Tehran has limited ability to increase its national debt to make up for the oil losses because U.S. sanctions keep it out of the global capital markets.
The depth of Iran’s troubles has been evidenced in its appeal for a $5 billion loan from the International Monetary Fund – its first such request in more than half a century. In addition, Ayatollah Ali Khamenei, the country’s supreme ruler, has authorized President Hassan Rohani to take $1 billion out of the National Development Fund, Iran’s sovereign wealth fund. The government has allocated just $300 million for food subsidies and unemployment benefits so far, despite the severe economic distress.
What’s left is for the regime is to decide where to cut spending.
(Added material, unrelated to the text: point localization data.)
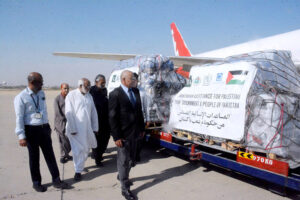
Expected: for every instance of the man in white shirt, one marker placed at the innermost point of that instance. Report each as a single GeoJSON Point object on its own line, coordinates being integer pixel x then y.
{"type": "Point", "coordinates": [82, 124]}
{"type": "Point", "coordinates": [34, 131]}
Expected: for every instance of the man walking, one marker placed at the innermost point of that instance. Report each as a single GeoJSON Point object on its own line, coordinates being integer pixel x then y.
{"type": "Point", "coordinates": [34, 131]}
{"type": "Point", "coordinates": [82, 124]}
{"type": "Point", "coordinates": [60, 121]}
{"type": "Point", "coordinates": [127, 124]}
{"type": "Point", "coordinates": [99, 94]}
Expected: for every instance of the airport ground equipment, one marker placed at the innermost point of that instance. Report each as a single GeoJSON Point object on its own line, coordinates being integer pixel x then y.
{"type": "Point", "coordinates": [275, 172]}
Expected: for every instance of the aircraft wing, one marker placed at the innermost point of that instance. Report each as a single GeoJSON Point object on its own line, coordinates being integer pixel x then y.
{"type": "Point", "coordinates": [100, 56]}
{"type": "Point", "coordinates": [177, 60]}
{"type": "Point", "coordinates": [183, 60]}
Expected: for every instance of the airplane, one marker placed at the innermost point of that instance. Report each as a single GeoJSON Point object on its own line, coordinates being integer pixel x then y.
{"type": "Point", "coordinates": [183, 59]}
{"type": "Point", "coordinates": [286, 41]}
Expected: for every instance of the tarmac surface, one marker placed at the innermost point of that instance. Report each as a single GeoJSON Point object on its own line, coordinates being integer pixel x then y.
{"type": "Point", "coordinates": [160, 175]}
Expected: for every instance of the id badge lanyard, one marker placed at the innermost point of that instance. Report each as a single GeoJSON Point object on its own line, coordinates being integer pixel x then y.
{"type": "Point", "coordinates": [36, 104]}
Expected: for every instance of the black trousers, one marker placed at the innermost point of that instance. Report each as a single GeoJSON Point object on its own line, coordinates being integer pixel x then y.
{"type": "Point", "coordinates": [102, 142]}
{"type": "Point", "coordinates": [40, 137]}
{"type": "Point", "coordinates": [125, 160]}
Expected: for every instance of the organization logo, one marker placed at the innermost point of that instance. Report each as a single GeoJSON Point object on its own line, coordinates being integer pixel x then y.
{"type": "Point", "coordinates": [207, 79]}
{"type": "Point", "coordinates": [219, 77]}
{"type": "Point", "coordinates": [197, 80]}
{"type": "Point", "coordinates": [236, 77]}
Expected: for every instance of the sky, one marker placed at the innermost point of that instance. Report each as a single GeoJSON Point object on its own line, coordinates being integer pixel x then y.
{"type": "Point", "coordinates": [31, 30]}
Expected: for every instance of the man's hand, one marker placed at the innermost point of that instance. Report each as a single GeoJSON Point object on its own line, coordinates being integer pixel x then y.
{"type": "Point", "coordinates": [96, 133]}
{"type": "Point", "coordinates": [142, 134]}
{"type": "Point", "coordinates": [23, 142]}
{"type": "Point", "coordinates": [119, 143]}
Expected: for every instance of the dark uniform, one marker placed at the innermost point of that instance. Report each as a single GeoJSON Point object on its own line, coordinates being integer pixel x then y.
{"type": "Point", "coordinates": [101, 103]}
{"type": "Point", "coordinates": [127, 122]}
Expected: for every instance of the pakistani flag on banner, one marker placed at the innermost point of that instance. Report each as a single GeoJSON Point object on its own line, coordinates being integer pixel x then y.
{"type": "Point", "coordinates": [236, 77]}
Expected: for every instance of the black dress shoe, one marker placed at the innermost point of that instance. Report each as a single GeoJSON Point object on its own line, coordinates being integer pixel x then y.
{"type": "Point", "coordinates": [63, 160]}
{"type": "Point", "coordinates": [128, 195]}
{"type": "Point", "coordinates": [99, 164]}
{"type": "Point", "coordinates": [129, 182]}
{"type": "Point", "coordinates": [69, 157]}
{"type": "Point", "coordinates": [39, 188]}
{"type": "Point", "coordinates": [77, 177]}
{"type": "Point", "coordinates": [60, 184]}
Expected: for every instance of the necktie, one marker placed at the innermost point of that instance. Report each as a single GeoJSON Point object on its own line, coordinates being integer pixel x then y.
{"type": "Point", "coordinates": [131, 97]}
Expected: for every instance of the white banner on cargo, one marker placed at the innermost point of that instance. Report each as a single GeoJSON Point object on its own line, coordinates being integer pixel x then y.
{"type": "Point", "coordinates": [214, 103]}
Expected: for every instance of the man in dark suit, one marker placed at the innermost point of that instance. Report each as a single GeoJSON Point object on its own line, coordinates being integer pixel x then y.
{"type": "Point", "coordinates": [127, 125]}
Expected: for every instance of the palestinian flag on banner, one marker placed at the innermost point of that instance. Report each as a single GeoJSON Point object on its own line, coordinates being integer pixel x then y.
{"type": "Point", "coordinates": [236, 77]}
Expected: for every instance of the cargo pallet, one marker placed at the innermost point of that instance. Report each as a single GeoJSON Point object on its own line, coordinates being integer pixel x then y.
{"type": "Point", "coordinates": [277, 174]}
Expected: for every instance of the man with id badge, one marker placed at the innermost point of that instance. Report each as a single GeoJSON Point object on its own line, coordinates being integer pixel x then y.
{"type": "Point", "coordinates": [33, 131]}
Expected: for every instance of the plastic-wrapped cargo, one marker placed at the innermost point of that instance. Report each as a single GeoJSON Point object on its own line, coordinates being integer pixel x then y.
{"type": "Point", "coordinates": [273, 118]}
{"type": "Point", "coordinates": [158, 82]}
{"type": "Point", "coordinates": [251, 99]}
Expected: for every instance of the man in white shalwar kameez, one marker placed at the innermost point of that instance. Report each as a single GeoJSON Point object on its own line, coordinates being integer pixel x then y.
{"type": "Point", "coordinates": [82, 123]}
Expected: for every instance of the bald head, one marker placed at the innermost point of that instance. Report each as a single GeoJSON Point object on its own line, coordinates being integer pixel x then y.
{"type": "Point", "coordinates": [84, 85]}
{"type": "Point", "coordinates": [127, 78]}
{"type": "Point", "coordinates": [64, 89]}
{"type": "Point", "coordinates": [35, 81]}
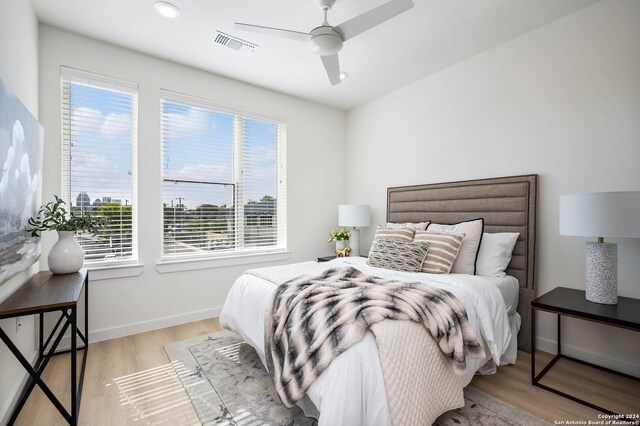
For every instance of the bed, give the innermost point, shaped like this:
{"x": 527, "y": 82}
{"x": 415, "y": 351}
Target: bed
{"x": 354, "y": 389}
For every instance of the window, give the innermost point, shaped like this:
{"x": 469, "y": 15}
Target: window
{"x": 223, "y": 180}
{"x": 99, "y": 146}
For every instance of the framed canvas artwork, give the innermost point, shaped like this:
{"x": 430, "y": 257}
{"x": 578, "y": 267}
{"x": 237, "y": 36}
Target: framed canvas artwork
{"x": 21, "y": 145}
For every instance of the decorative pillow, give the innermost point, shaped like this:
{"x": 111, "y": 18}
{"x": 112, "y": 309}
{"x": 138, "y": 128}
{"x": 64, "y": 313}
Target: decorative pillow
{"x": 418, "y": 226}
{"x": 466, "y": 261}
{"x": 397, "y": 234}
{"x": 443, "y": 250}
{"x": 398, "y": 255}
{"x": 495, "y": 253}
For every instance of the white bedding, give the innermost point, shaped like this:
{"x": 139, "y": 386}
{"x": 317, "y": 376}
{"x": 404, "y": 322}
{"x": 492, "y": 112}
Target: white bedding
{"x": 351, "y": 391}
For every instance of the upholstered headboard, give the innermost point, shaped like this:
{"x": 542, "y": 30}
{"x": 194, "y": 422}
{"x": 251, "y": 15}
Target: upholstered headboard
{"x": 507, "y": 204}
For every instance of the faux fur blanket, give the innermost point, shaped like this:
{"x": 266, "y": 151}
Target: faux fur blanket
{"x": 312, "y": 320}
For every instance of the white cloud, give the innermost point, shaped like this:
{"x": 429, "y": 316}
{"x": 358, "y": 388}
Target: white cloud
{"x": 208, "y": 172}
{"x": 86, "y": 119}
{"x": 116, "y": 125}
{"x": 18, "y": 188}
{"x": 93, "y": 121}
{"x": 195, "y": 122}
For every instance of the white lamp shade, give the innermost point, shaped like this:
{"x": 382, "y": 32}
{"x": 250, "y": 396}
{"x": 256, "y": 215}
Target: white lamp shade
{"x": 601, "y": 214}
{"x": 353, "y": 215}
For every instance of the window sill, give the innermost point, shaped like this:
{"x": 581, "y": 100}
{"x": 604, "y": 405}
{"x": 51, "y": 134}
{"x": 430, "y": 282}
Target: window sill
{"x": 104, "y": 272}
{"x": 191, "y": 264}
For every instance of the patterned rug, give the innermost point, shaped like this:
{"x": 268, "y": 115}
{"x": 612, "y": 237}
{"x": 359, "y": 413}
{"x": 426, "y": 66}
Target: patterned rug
{"x": 228, "y": 385}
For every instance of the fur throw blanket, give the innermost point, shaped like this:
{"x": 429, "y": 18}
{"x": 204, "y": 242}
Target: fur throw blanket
{"x": 312, "y": 320}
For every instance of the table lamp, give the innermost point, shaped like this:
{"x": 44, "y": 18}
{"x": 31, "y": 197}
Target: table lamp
{"x": 601, "y": 214}
{"x": 354, "y": 215}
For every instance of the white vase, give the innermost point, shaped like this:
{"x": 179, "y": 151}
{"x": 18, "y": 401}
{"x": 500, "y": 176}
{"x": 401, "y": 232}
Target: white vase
{"x": 340, "y": 245}
{"x": 66, "y": 255}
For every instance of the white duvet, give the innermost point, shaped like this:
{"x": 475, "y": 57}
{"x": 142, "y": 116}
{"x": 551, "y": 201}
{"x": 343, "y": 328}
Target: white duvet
{"x": 351, "y": 391}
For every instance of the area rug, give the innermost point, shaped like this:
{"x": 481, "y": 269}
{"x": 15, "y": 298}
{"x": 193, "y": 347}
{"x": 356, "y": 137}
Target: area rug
{"x": 228, "y": 385}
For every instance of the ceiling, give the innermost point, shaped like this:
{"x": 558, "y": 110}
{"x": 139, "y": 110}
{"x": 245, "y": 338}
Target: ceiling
{"x": 433, "y": 35}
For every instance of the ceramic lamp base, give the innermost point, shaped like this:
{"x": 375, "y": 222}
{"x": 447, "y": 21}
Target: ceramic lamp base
{"x": 354, "y": 241}
{"x": 602, "y": 273}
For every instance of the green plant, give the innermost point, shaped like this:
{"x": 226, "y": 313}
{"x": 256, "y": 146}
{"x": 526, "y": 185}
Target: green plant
{"x": 341, "y": 235}
{"x": 54, "y": 217}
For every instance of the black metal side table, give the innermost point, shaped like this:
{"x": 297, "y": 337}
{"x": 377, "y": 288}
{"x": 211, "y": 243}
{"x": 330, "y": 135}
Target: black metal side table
{"x": 571, "y": 302}
{"x": 44, "y": 293}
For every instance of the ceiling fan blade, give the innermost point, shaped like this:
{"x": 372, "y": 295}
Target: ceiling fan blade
{"x": 276, "y": 32}
{"x": 370, "y": 19}
{"x": 332, "y": 67}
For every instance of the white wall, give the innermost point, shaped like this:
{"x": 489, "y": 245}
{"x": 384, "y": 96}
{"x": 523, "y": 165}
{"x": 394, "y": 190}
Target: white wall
{"x": 19, "y": 71}
{"x": 315, "y": 146}
{"x": 562, "y": 101}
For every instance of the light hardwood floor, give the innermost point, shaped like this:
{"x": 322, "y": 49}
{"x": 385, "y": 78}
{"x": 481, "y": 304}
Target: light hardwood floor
{"x": 130, "y": 381}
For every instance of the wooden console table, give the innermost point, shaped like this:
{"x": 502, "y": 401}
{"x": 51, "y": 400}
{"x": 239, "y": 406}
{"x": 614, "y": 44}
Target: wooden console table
{"x": 572, "y": 303}
{"x": 43, "y": 293}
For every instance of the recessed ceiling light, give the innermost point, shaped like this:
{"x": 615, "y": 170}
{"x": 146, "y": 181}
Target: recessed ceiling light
{"x": 166, "y": 9}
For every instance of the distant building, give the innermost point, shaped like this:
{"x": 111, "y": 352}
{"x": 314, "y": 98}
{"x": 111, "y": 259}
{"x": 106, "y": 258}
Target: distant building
{"x": 83, "y": 201}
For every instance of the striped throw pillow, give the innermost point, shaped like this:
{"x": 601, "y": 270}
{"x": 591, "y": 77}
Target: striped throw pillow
{"x": 443, "y": 250}
{"x": 398, "y": 255}
{"x": 396, "y": 234}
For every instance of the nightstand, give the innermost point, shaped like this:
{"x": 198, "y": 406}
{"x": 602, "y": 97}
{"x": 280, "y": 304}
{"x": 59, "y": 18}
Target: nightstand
{"x": 571, "y": 302}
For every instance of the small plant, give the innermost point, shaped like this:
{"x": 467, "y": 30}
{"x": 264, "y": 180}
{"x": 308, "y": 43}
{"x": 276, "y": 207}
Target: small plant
{"x": 341, "y": 235}
{"x": 54, "y": 217}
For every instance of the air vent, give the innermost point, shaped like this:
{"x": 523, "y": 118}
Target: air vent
{"x": 234, "y": 43}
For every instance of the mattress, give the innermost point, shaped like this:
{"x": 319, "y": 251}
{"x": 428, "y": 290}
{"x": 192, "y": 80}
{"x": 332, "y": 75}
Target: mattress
{"x": 351, "y": 391}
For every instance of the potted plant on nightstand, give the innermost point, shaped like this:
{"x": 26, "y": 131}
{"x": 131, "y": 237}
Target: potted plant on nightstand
{"x": 66, "y": 256}
{"x": 341, "y": 238}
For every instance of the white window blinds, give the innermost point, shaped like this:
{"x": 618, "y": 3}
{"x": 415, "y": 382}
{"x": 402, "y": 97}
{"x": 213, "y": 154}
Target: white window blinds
{"x": 223, "y": 179}
{"x": 99, "y": 146}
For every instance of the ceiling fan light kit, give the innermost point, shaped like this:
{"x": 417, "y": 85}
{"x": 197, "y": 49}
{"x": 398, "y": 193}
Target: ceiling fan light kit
{"x": 327, "y": 40}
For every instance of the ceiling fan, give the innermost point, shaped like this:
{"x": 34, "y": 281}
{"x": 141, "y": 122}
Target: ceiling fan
{"x": 327, "y": 40}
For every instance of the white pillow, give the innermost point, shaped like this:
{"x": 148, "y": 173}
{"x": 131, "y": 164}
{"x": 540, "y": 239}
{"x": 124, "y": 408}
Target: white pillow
{"x": 495, "y": 253}
{"x": 466, "y": 261}
{"x": 419, "y": 226}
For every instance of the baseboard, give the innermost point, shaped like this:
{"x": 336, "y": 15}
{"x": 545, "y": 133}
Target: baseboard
{"x": 584, "y": 355}
{"x": 142, "y": 327}
{"x": 7, "y": 410}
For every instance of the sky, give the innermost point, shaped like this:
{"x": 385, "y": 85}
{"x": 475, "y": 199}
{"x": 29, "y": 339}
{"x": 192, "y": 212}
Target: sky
{"x": 197, "y": 146}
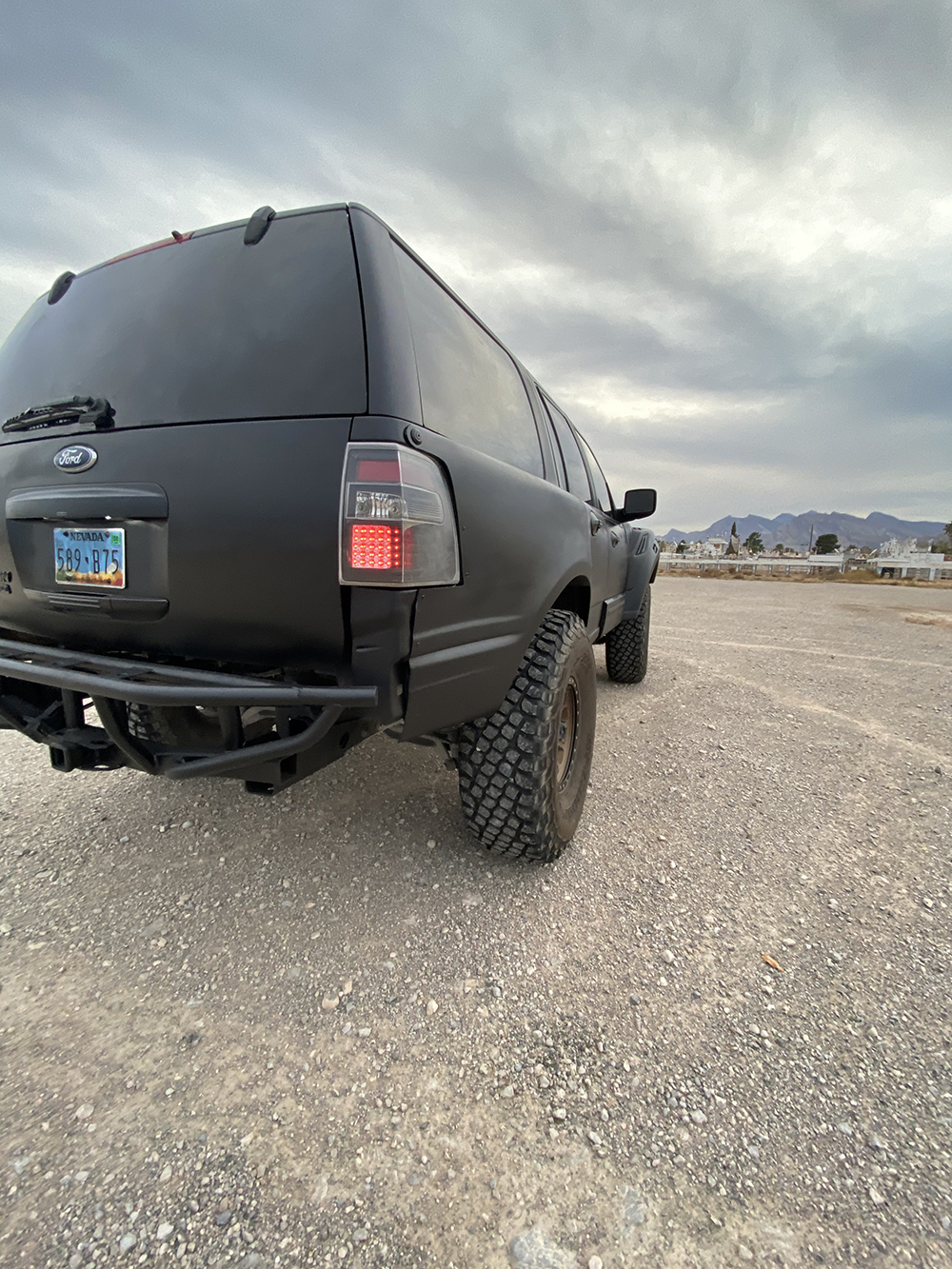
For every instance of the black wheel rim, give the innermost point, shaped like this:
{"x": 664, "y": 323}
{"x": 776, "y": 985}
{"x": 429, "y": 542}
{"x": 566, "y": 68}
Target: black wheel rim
{"x": 567, "y": 731}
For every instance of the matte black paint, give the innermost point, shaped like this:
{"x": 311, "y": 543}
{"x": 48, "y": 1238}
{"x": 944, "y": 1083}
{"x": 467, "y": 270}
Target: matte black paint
{"x": 232, "y": 536}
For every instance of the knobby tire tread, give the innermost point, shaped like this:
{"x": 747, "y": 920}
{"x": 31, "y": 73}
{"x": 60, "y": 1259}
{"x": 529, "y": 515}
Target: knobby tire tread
{"x": 626, "y": 646}
{"x": 505, "y": 759}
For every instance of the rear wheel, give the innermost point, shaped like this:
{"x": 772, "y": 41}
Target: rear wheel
{"x": 626, "y": 646}
{"x": 175, "y": 726}
{"x": 525, "y": 770}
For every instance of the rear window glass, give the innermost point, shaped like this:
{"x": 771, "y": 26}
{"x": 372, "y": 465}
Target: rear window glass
{"x": 204, "y": 328}
{"x": 602, "y": 492}
{"x": 574, "y": 464}
{"x": 470, "y": 386}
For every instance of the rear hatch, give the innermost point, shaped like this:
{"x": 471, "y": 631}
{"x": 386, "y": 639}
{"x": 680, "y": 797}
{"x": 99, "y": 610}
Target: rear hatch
{"x": 190, "y": 507}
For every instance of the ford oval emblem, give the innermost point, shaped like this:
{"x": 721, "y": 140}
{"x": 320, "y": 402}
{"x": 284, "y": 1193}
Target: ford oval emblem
{"x": 75, "y": 458}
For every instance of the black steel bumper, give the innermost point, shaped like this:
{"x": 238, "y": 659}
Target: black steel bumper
{"x": 305, "y": 715}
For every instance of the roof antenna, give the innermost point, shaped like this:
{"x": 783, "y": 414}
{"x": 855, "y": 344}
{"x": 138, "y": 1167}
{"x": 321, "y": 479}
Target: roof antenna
{"x": 258, "y": 226}
{"x": 60, "y": 287}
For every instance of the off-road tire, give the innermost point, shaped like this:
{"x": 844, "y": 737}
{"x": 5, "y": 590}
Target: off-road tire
{"x": 626, "y": 646}
{"x": 174, "y": 726}
{"x": 522, "y": 793}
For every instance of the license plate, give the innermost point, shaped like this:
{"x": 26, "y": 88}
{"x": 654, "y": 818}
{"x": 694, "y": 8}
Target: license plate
{"x": 89, "y": 557}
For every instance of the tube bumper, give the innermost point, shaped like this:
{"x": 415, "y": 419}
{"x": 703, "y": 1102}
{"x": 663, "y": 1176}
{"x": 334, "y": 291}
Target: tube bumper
{"x": 44, "y": 693}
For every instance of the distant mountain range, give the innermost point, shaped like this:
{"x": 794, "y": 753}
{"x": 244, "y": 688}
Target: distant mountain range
{"x": 794, "y": 530}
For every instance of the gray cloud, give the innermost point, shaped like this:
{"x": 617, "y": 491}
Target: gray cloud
{"x": 720, "y": 232}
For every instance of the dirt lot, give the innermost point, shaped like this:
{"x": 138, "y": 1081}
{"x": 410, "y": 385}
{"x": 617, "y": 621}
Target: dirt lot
{"x": 327, "y": 1029}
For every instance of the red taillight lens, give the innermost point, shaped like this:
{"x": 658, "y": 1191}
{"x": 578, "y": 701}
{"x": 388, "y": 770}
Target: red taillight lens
{"x": 379, "y": 468}
{"x": 376, "y": 545}
{"x": 398, "y": 525}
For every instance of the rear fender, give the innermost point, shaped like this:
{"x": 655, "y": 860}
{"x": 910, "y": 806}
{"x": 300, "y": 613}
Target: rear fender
{"x": 522, "y": 542}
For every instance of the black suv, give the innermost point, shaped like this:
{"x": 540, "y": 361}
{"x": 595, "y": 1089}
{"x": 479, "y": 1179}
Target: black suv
{"x": 270, "y": 487}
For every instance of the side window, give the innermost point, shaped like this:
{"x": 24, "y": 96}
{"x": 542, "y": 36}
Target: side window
{"x": 470, "y": 387}
{"x": 574, "y": 464}
{"x": 602, "y": 491}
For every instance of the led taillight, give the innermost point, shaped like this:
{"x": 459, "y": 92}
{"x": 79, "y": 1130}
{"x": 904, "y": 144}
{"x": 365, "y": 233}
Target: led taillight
{"x": 398, "y": 525}
{"x": 376, "y": 545}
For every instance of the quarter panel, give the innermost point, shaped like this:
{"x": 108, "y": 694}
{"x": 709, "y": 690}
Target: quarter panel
{"x": 522, "y": 540}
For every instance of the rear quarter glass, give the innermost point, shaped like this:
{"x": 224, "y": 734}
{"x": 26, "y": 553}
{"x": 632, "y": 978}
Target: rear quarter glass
{"x": 204, "y": 328}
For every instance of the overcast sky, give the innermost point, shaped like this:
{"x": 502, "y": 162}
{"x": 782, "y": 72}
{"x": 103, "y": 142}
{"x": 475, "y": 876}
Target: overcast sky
{"x": 719, "y": 231}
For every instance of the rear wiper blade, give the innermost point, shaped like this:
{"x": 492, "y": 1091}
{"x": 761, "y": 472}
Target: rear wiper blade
{"x": 90, "y": 411}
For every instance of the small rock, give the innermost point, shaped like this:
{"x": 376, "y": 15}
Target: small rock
{"x": 533, "y": 1250}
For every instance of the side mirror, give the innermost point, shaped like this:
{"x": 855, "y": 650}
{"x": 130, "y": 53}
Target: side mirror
{"x": 639, "y": 503}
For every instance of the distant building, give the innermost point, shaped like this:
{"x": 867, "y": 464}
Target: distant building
{"x": 910, "y": 564}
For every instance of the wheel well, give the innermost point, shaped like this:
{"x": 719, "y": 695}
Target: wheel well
{"x": 575, "y": 598}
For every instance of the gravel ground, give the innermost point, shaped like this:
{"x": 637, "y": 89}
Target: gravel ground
{"x": 327, "y": 1029}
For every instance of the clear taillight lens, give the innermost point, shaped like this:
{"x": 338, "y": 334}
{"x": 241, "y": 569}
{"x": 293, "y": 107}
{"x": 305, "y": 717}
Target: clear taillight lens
{"x": 398, "y": 525}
Among the key choices it faces is whether it’s going to cut the subsidies for food and fuel it has traditionally provided ordinary Iranians or cut its defense budget. Back in November 2019, it opted for the first and set off a wave of protests and strikes. The regime will think twice before trying that again.
Tehran’s economic woes have a direct impact on the strategic threat it poses to Israel: For the foreseeable future, Iran will have less money to give to Hezbollah and Hamas and to finance its military ambitions in Syria. And here, the story now moves from Tehran to Jerusalem and the dialogue between the Defense Ministry and the treasury on the army’s budget.
The conclusion that the Israel Defense Forces’ brass makes from Iran’s woes is that Tehran may be more ready than ever to risk conflict with Israel in order to project power and/or in order to alleviate domestic pressures. The fact is Iran simply doesn’t have the financial resources to challenge Israel directly and doing so would create serious risks for the regime. But it may opt for a less costly and less risky indirect conflict that relies on guerilla warfare fought on Israel’s Golan border.
The IDF is alert to this and has teams that are now working on such a scenario and the budgets it would require. At the same time, it is fully aware that in the post-coronavirus world, there will be less money for defense than otherwise.
It’s not just about the defense budgets of Israel and Iran, but defense budgets around the world. At the Finance Ministry, officials are already trying to assess the impact that will have on state-owned arms makers, mainly Israel Aerospace Industries and Rafael, and their ability to pay the government dividends.
As a result, the defense establishment now is preoccupied less with demands for billions of shekels in budget supplements and more with trying to convince the government to invest in defense projects that will aid the economy and boost employment.
For instance, at the start of next month a ceremony will mark the start of construction of the IDF’s central supply facility by the companies Oran and Shapir Engineering & Industry as part of the army’s move to the Negev.